The great realist project of explaining the world with the goal of transforming it had to be abandoned. Artists were as lost and confused as anybody else. After you see the massive destruction of a world war, it isn’t easy to believe that a great novel will, indeed, achieve a profound change in the way people live. The feelings of loss, confusion, and impotence brought by the war did not constitute a break with the years immediately before it. Already at the end of the XIXth century, there was a growing sensation that the world was becoming too complicated and dangerous. The World War contributed to the feelings that already existed and magnified them.
So if artists saw no more reason to create meaningful content, what remains? The answer is obvious: form. Modernist art strives to create an original, beautiful, exquisite form and mostly abandons the task of explaining what the increasingly complicated and confusing world is like.
See, for instance, a poem titled “Rain” by Guillaume Apollinaire:

The poem is visually striking. It defies our expectations as to what a poem should be like. And here lies the most important contribution of the modernist writers. Unlike their predecessors, they don’t strive to provide answers. More often than not, they don’t even pose any questions for us to answer. Instead, they offer us – the readers, the spectators – an opportunity to formulate our own questions and look for answers on our own. A modernist work of art requires that the reader / spectator invest as much effort into creating it. Without our active participation, this work of art will simply not happen. In case this sounds confusing, here is the perfect example:

Kazimir Malevich’s “Black Square” demonstrates perfectly what modernist art is all about. The first time you see the painting, you feel annoyed.

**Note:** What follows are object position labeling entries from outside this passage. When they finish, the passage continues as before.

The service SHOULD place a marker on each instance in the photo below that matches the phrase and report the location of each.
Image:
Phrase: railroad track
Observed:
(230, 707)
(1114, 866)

“What?!? What the hell is this?” you ask. “This guy is crazy if he thinks I will agree to consider this art!”
If you are a lazy, stupid person, you will stop right there, walk away, and never try to approach modernist art again. If, however, you are not entirely averse to intellectual exertion, you will eventually get over your annoyance and start asking questions.
“Why does this bother me? What did I expect this painting to be? What is my definition of a work of art and where does the conviction that this isn’t what art should be like come from? What are my expectations and how did they arise? What is the role of an artist? What is my role? Why did nobody paint this way before? And what can the future of art be after this?”
This painting that seems like one huge fraud at first can produce a plethora of insights if you give it a chance. This is the art of people who don’t expect to sit there passively and be entertained and / or brainwashed. This is the art of thinking individuals who strive to formulate their own approach to everything they encounter. Is it any wonder, then, that the totalitarian Soviet regime banned all modernist art and everything that resembled it?